89% of car buyers are paying more than sticker price

Vehicles sit on the lot at the Joe Myers Toyota dealership on January 04, 2022 in Houston, Texas. Toyota Motor Corp has been ranked the No. 1 automaker in America after surpassing General Motors in auto sales for the first time since 1931. Automakers reported Toyota having sold 2.332 million vehicles in the United States, in 2021, compared to 2.218 million for General Motors. (Photo by Brandon Bell/Getty Images)
Vehicles sit on the lot at the Joe Myers Toyota dealership on January 04, 2022 in Houston, Texas.
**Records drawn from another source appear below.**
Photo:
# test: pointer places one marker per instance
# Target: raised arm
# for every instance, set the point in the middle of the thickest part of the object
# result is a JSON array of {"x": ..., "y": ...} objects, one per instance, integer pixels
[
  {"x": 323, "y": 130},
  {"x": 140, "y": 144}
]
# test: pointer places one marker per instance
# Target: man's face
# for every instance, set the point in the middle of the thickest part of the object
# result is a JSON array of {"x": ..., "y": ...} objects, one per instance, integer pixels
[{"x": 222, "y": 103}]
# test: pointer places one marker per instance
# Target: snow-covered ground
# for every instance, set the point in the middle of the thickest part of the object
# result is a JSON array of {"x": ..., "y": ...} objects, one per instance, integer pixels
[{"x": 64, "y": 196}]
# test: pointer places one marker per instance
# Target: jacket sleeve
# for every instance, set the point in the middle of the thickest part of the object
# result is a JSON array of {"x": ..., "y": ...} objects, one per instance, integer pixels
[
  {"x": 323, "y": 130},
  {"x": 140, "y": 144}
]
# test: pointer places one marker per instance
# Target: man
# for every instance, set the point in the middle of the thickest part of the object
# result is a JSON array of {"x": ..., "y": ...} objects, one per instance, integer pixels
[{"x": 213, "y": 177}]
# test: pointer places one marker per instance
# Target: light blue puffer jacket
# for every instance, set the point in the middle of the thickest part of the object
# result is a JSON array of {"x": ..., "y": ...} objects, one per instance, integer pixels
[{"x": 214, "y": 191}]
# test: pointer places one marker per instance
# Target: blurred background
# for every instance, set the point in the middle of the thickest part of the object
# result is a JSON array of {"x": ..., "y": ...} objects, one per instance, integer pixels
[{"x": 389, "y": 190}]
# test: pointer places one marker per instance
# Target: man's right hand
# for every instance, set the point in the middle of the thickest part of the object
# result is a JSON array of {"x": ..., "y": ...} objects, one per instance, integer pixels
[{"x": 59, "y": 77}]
Toyota Motor Corp has been ranked the No. 1 automaker in America after surpassing General Motors in auto sales for the first time since 1931. Automakers reported Toyota having sold 2.332 million vehicles in the United States, in 2021, compared to 2.218 million for General Motors. (Photo by Brandon Bell/Getty Images) Photo credit Getty Images
By , WWJ Newsradio 950

An estimated 89 percent of car buyers are currently paying more than the sticker price, or within 5 percent of it, for vehicles.

“The typical dealership experience that consumers are familiar with – walking dealer lots with rows and rows of cars, negotiating over price and getting many incentives – is not likely to return this year,” said Tyson Jominy, head of data and analytics for data analytics firm J.D.
Power, according to CNBC.

Statista reported last month that the automotive industry faced “various setbacks in 2020” amid the COVID-19 pandemic. In November, The New York Times reported that a slowdown in auto making and subsequent car shortage could put the world’s economy at risk. CNBC said the manufacturing slowdown has improved slightly.

However, an ongoing global shortage of microchips, which are integral components for modern cars, continues to hinder production.

According to the most recent data from Edmunds, an online automotive industry resource, the average transaction price for a new car is $45,872, more than the manufacturer’s suggested retail price of $45,209.

“It’s slightly better in the sense that there is no more drop-off of inventory – it’s not getting any worse,” said Ivan Drury, senior manager of insights for Edmunds.com. “But we’re still talking many months out until it starts looking more normal.”

Jominy said car prices are up, and are likely to stay that way, because around 5 million consumers are waiting to buy them. With high demand, automakers aren’t offering as many incentives to get people into dealerships.

“This pent-up demand will keep inventories low and prices high throughout most of 2022,” Jominy said.

Last month, an estimated 57 percent of cars sold within 10 days of delivery and the average time for a new car to be sold from the lot was 17 days, according to J.D. Power. This record low is less than half of the 49 days it took new cars to move a year prior.

Demand is also high for new cars, with prices up nearly 28 percent compared to a year ago, according to Edmund’s. On average, nine-year-old cars are selling for $14,124 and three-year-old cars are selling for $30,334.

While Americans face high vehicle prices, President Joe Biden has announced plans to help revigorate the nation's public transportation offerings.

“Car prices are too high right now,” the president said in a speech Friday addressing the December jobs report. “There are two solutions: you increase the supply of cars by making more of them, or you reduce demand by making Americans poorer.”

Car prices may be high, but the current auto market isn’t a bust for all consumers. For those who have used cars to trade in, demand is higher than usual, Drury said.

“Shop that trade-in,” he said. “Don’t go off old assumptions about mileage or depreciation, because all that stuff is out the door.”

Interest rates are also low at the moment.

Drury said there are some 0 percent or 0.9 percent financing deals available, depending on make and model. Average interest rates for new-car loans are also under 4 percent, according to Bankrate.